Silhan J, Nagorska K, Zhao Q, Jensen K, Freemont PS, Tang CM, Baldwin GS - Nucleic Acids Res. (2011)

Bottom Line: We now reveal further functional specialization at the level of 3'-PO(4) processing for NExo.However, no such functional redundancy exists for the 3'-phosphatase activity of NExo, and the cytotoxicity of 3'-blocking lesions is reflected in the marked sensitivity of a mutant lacking NExo to oxidative stress, compared to strains deficient in other base excision repair enzymes.A histidine residue within NExo that is responsible for its lack of AP endonuclease activity is also important for its 3'-phosphatase activity, demonstrating an evolutionary trade off in enzyme function at the single amino acid level.
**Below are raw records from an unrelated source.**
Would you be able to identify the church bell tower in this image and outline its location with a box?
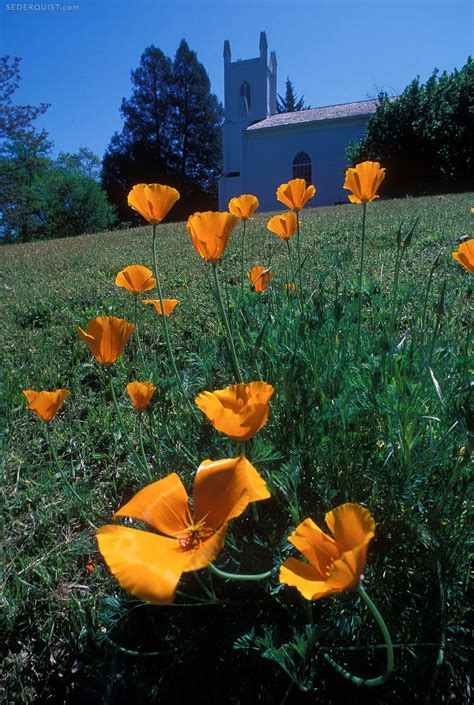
[219,32,277,210]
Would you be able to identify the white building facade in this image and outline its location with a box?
[219,32,377,211]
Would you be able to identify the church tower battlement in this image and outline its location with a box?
[219,32,277,209]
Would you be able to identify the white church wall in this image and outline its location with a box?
[244,118,368,211]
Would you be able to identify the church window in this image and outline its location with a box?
[240,81,250,108]
[293,152,311,184]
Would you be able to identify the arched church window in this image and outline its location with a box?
[240,81,250,108]
[293,152,311,184]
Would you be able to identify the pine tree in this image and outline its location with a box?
[102,39,222,222]
[277,76,311,113]
[170,39,223,209]
[102,46,172,220]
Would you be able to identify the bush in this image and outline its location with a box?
[347,57,474,196]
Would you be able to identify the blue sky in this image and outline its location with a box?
[0,0,474,157]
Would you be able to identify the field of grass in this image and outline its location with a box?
[0,194,474,705]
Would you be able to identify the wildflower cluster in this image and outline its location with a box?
[23,162,474,685]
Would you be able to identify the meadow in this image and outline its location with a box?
[0,194,474,705]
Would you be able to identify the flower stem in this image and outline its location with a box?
[324,585,394,688]
[240,220,247,296]
[138,411,153,481]
[356,203,367,358]
[211,262,243,384]
[133,294,145,367]
[207,563,273,582]
[285,239,303,312]
[153,223,197,418]
[296,211,303,301]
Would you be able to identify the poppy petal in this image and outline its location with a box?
[97,525,189,605]
[279,558,335,600]
[325,503,375,553]
[114,473,189,536]
[193,455,270,529]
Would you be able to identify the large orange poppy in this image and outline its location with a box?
[342,162,385,203]
[186,211,238,262]
[97,456,270,605]
[115,264,156,294]
[229,193,259,220]
[128,184,180,225]
[280,503,375,600]
[22,389,71,421]
[277,179,316,211]
[267,213,298,240]
[247,264,273,293]
[194,382,274,442]
[77,316,135,365]
[127,382,156,410]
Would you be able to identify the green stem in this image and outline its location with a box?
[211,262,243,384]
[207,563,273,582]
[295,211,303,301]
[388,244,403,340]
[138,411,153,482]
[107,368,148,474]
[45,421,97,530]
[240,220,247,296]
[285,239,303,312]
[356,203,367,358]
[133,294,145,367]
[153,223,198,418]
[324,585,394,688]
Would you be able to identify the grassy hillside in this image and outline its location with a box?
[0,194,474,705]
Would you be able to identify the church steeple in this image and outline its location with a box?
[219,32,277,208]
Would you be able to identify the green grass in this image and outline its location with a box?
[0,194,473,704]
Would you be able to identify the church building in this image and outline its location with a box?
[219,32,377,211]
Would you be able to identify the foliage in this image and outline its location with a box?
[277,76,311,113]
[348,57,474,196]
[0,194,473,705]
[102,40,222,222]
[56,147,101,181]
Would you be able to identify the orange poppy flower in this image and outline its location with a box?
[128,184,180,224]
[127,382,156,409]
[194,382,274,442]
[247,264,273,293]
[115,264,156,294]
[142,299,179,316]
[451,239,474,272]
[277,179,316,211]
[267,213,298,240]
[229,193,259,220]
[22,389,71,421]
[342,162,385,203]
[280,503,375,600]
[77,316,135,365]
[186,211,238,262]
[97,456,270,605]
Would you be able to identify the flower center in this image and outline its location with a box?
[176,509,214,552]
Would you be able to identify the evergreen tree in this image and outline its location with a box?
[277,76,311,113]
[347,58,474,196]
[56,147,101,181]
[102,40,222,222]
[102,45,172,220]
[170,39,223,206]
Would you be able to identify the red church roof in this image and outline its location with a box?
[247,100,379,130]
View Article: PubMed Central - PubMed

Affiliation: Division of Molecular Biosciences, Imperial College London, South Kensington Campus, London, SW7 2AZ, UK.

ABSTRACT
We have previously demonstrated that the two Exonuclease III (Xth) family members present within the obligate human pathogen Neisseria meningitidis, NApe and NExo, are important for survival under conditions of oxidative stress. Of these, only NApe possesses AP endonuclease activity, while the primary function of NExo remained unclear. We now reveal further functional specialization at the level of 3'-PO(4) processing for NExo. We demonstrate that the bi-functional meningococcal glycosylases Nth and MutM can perform strand incisions at abasic sites in addition to NApe. However, no such functional redundancy exists for the 3'-phosphatase activity of NExo, and the cytotoxicity of 3'-blocking lesions is reflected in the marked sensitivity of a mutant lacking NExo to oxidative stress, compared to strains deficient in other base excision repair enzymes. A histidine residue within NExo that is responsible for its lack of AP endonuclease activity is also important for its 3'-phosphatase activity, demonstrating an evolutionary trade off in enzyme function at the single amino acid level. This specialization of two Xth enzymes for the 3'-end processing and strand-incision reactions has not previously been observed and provides a new paradigm within the prokaryotic world for separation of these critical functions during base excision repair.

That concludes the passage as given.